Economisti e politici dicono che per uscire dalla crisi bisogna tornare a crescere. Che ne pensa?
«Dipende da cosa si intende per crescita. Se la decliniamo in modo sostenibile, mi va bene. L'importante è capire che l'economia non funziona più in modo lineare: produrre, produrre, produrre, con la conseguente obsolescenza programmata dei prodotti. Dobbiamo passare ad un'economia circolare, recepita nel 2014 anche dalla Commissione dell'Unione europea. È l'economia della natura, dove i rifiuti diventano risorsa per un'altra specie. Chiamiamola intelligenza ecologica, crescita sostenibile, economia circolare. La soluzione c'è già, basta metterla in pratica».
Per andare avanti dobbiamo tornare indietro?
«Tornare indietro non ha senso e non sarebbe possibile. Bisogna andare avanti consapevoli che ci muoviamo in modo circolare. Usare bene le risorse del tempo, e nel tempo c'è armonia e musica. Un pensiero che approfondisco nel mio libro Economia a colori».
Ha letto la Laudato si' di Papa Francesco?

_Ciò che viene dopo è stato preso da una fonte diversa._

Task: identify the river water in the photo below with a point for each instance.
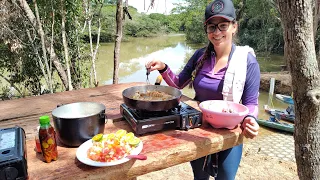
(174, 51)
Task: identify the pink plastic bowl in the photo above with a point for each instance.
(212, 113)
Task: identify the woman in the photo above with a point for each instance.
(206, 72)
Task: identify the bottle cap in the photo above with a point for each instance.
(44, 120)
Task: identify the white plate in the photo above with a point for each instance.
(82, 155)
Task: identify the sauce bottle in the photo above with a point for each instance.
(47, 137)
(37, 140)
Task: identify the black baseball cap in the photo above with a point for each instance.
(220, 8)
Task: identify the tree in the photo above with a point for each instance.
(119, 16)
(298, 27)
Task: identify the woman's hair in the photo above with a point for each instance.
(200, 63)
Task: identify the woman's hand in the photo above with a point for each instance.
(250, 127)
(155, 65)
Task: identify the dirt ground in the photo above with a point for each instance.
(253, 166)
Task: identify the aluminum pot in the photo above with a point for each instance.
(75, 123)
(144, 105)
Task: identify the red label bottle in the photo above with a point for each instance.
(47, 137)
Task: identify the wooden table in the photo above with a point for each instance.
(163, 149)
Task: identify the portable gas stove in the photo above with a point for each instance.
(182, 117)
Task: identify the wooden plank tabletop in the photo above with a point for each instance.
(163, 149)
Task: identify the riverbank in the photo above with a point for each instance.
(282, 82)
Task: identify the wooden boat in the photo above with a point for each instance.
(285, 98)
(284, 114)
(274, 124)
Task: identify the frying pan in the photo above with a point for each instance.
(144, 105)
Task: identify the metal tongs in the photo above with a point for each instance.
(148, 72)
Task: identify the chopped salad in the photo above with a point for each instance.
(112, 147)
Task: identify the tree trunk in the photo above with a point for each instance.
(47, 73)
(297, 21)
(65, 43)
(117, 44)
(63, 76)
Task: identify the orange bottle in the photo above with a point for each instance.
(47, 137)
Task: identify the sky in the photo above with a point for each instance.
(160, 6)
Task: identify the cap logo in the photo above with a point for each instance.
(217, 7)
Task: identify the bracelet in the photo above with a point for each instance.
(249, 116)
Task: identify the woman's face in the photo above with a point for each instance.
(220, 31)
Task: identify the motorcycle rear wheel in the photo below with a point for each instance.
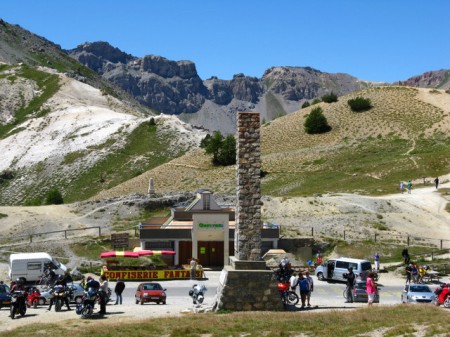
(58, 304)
(289, 297)
(13, 311)
(23, 311)
(447, 302)
(86, 312)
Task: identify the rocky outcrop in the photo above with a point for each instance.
(432, 79)
(174, 87)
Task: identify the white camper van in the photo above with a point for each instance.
(32, 265)
(336, 268)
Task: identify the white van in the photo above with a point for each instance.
(333, 270)
(32, 265)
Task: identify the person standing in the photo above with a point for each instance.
(103, 294)
(402, 187)
(311, 288)
(118, 289)
(415, 273)
(350, 277)
(436, 182)
(319, 258)
(408, 271)
(193, 266)
(371, 289)
(293, 282)
(304, 288)
(409, 186)
(376, 259)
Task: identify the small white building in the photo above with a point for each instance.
(203, 230)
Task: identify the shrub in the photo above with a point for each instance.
(205, 141)
(316, 122)
(222, 149)
(330, 98)
(359, 104)
(54, 197)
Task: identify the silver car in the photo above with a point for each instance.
(417, 293)
(360, 294)
(76, 294)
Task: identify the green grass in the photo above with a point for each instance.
(389, 252)
(373, 167)
(116, 168)
(399, 320)
(145, 149)
(47, 83)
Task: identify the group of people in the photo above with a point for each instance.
(371, 286)
(415, 273)
(306, 286)
(409, 185)
(102, 286)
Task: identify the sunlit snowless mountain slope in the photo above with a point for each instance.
(404, 136)
(81, 140)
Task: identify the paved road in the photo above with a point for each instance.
(325, 294)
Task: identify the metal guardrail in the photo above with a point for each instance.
(65, 232)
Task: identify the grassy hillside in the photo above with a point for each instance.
(404, 136)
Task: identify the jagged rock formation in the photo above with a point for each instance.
(431, 79)
(174, 87)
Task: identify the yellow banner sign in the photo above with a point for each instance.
(149, 274)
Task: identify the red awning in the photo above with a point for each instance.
(155, 252)
(106, 255)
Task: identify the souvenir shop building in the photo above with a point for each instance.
(203, 230)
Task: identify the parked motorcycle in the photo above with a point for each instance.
(198, 293)
(18, 303)
(443, 295)
(287, 296)
(33, 298)
(86, 307)
(60, 295)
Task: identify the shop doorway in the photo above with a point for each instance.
(210, 253)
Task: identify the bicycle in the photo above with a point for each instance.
(345, 293)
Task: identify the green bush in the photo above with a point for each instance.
(359, 104)
(222, 149)
(330, 98)
(316, 122)
(54, 197)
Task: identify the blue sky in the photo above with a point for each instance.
(376, 40)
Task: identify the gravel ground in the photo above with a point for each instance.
(176, 306)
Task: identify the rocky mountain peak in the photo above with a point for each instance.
(439, 79)
(95, 55)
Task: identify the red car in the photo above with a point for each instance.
(150, 292)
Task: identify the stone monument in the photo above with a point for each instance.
(246, 284)
(151, 187)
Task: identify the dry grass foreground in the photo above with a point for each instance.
(401, 112)
(398, 320)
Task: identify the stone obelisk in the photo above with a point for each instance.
(246, 284)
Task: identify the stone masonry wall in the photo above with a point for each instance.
(247, 244)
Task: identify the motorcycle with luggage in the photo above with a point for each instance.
(18, 303)
(86, 308)
(442, 295)
(34, 297)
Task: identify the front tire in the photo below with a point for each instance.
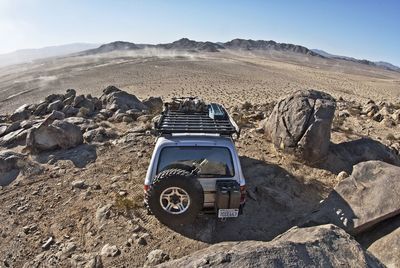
(175, 197)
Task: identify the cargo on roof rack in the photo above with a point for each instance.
(192, 115)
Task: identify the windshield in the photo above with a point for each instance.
(203, 160)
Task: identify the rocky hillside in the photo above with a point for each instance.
(72, 169)
(379, 64)
(191, 45)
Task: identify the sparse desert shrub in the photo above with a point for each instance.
(126, 205)
(390, 137)
(338, 122)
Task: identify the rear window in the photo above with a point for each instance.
(208, 161)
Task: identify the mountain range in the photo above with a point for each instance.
(26, 55)
(379, 64)
(192, 45)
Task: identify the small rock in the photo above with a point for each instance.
(79, 184)
(55, 106)
(109, 251)
(341, 176)
(155, 257)
(48, 243)
(102, 213)
(136, 228)
(142, 241)
(122, 193)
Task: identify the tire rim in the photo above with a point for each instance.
(174, 200)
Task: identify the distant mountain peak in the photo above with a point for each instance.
(379, 64)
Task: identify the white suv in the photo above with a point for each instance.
(194, 165)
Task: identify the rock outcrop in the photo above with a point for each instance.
(345, 155)
(52, 134)
(367, 197)
(321, 246)
(301, 125)
(115, 99)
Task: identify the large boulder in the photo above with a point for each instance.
(322, 246)
(300, 124)
(155, 104)
(116, 99)
(53, 134)
(384, 242)
(367, 197)
(9, 169)
(343, 156)
(21, 113)
(14, 138)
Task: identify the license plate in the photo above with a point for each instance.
(228, 213)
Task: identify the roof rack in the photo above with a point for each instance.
(192, 115)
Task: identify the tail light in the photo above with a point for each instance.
(242, 194)
(146, 188)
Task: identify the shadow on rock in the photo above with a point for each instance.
(276, 201)
(336, 210)
(80, 156)
(8, 177)
(343, 156)
(379, 231)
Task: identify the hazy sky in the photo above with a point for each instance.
(362, 29)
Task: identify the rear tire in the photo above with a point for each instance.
(175, 197)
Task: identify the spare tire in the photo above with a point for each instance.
(175, 197)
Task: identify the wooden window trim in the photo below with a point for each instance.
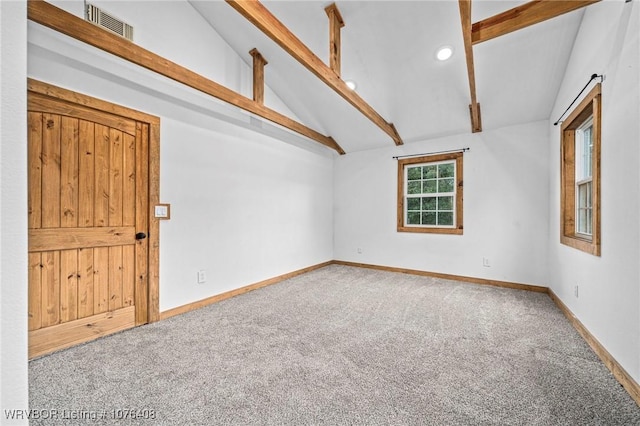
(590, 105)
(402, 163)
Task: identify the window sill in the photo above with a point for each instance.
(581, 243)
(420, 230)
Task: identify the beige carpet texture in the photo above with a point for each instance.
(341, 346)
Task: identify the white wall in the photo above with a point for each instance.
(608, 301)
(13, 209)
(505, 208)
(247, 204)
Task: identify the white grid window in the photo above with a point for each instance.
(584, 178)
(430, 194)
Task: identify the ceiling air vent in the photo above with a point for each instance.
(109, 22)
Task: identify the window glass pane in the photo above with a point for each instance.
(445, 185)
(445, 170)
(430, 186)
(588, 223)
(582, 221)
(445, 218)
(429, 218)
(584, 195)
(429, 172)
(414, 173)
(445, 203)
(413, 203)
(428, 203)
(413, 218)
(588, 151)
(414, 187)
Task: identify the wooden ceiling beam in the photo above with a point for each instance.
(474, 107)
(335, 23)
(259, 16)
(523, 16)
(59, 20)
(258, 75)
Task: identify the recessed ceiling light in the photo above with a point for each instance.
(444, 53)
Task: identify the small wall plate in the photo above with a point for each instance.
(162, 211)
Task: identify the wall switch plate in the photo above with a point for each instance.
(162, 211)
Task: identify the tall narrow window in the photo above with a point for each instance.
(580, 180)
(430, 194)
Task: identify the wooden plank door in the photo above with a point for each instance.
(88, 222)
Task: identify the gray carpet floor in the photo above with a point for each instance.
(341, 345)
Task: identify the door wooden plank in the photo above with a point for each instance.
(79, 331)
(86, 169)
(128, 275)
(115, 178)
(68, 285)
(51, 171)
(75, 238)
(35, 169)
(85, 282)
(142, 214)
(101, 189)
(129, 181)
(43, 103)
(115, 278)
(68, 172)
(100, 280)
(153, 268)
(50, 296)
(35, 291)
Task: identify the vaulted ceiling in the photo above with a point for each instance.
(389, 49)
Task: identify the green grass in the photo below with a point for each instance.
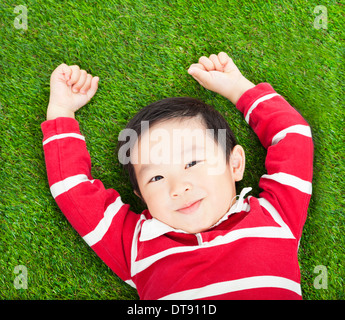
(141, 51)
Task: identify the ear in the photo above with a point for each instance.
(237, 162)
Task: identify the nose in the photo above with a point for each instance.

«Un documento politico globale straordinario. Entra nella parte ecologica, pone tutti i problemi del nostro tempo in modo molto lucido. Viene fuori quello che ho sempre pensato: che l'economia deve stare dentro l'ecologia. Il Papa la chiama ecologia integrale, io a suo tempo l'ho chiamata ecologia economica. Mettendo a raffronto le due case: l'economia, che sarebbe la nostra casa, deve stare dentro i confini dell'ecologia, che sarebbe il mondo, la grande casa».
Nei suoi studi lei richiama la necessità di una progettazione di lungo periodo, mentre chi va al governo cerca il consenso immediato.
«Questo è il problema. Purtroppo la politica da un po' di tempo ha una visione corta, cortissima, invece noi dobbiamo guardare avanti, oltre. Nel mio ruolo tecnico–scientifico ho la totale libertà di guardare un orizzonte e proporre delle azioni che hanno effetti di lungo periodo. Come uscirne non saprei, speriamo che sia un ciclo della nostra storia».
È possibile davvero realizzare una società a spreco zero?
«Una società a spreco zero è un'occasione di riscatto, in cui il cibo diventa un diritto per tutti. Utopia? L'importante è che riusciamo a vederla. “L'utopia è come l'orizzonte – diceva Eduardo Hughes Galeano –: cammino due passi e di due passi si sposta. Mi avvicino di dieci e si allontana di dieci passi. L’orizzonte è irraggiungibile. E allora, a cosa serve l’utopia? A questo: serve per continuare a camminare”. Una visione che diventa la tua, la nostra, un sentire comunitario e un camminare insieme per raggiungerlo. Già questo sarebbe un risultato».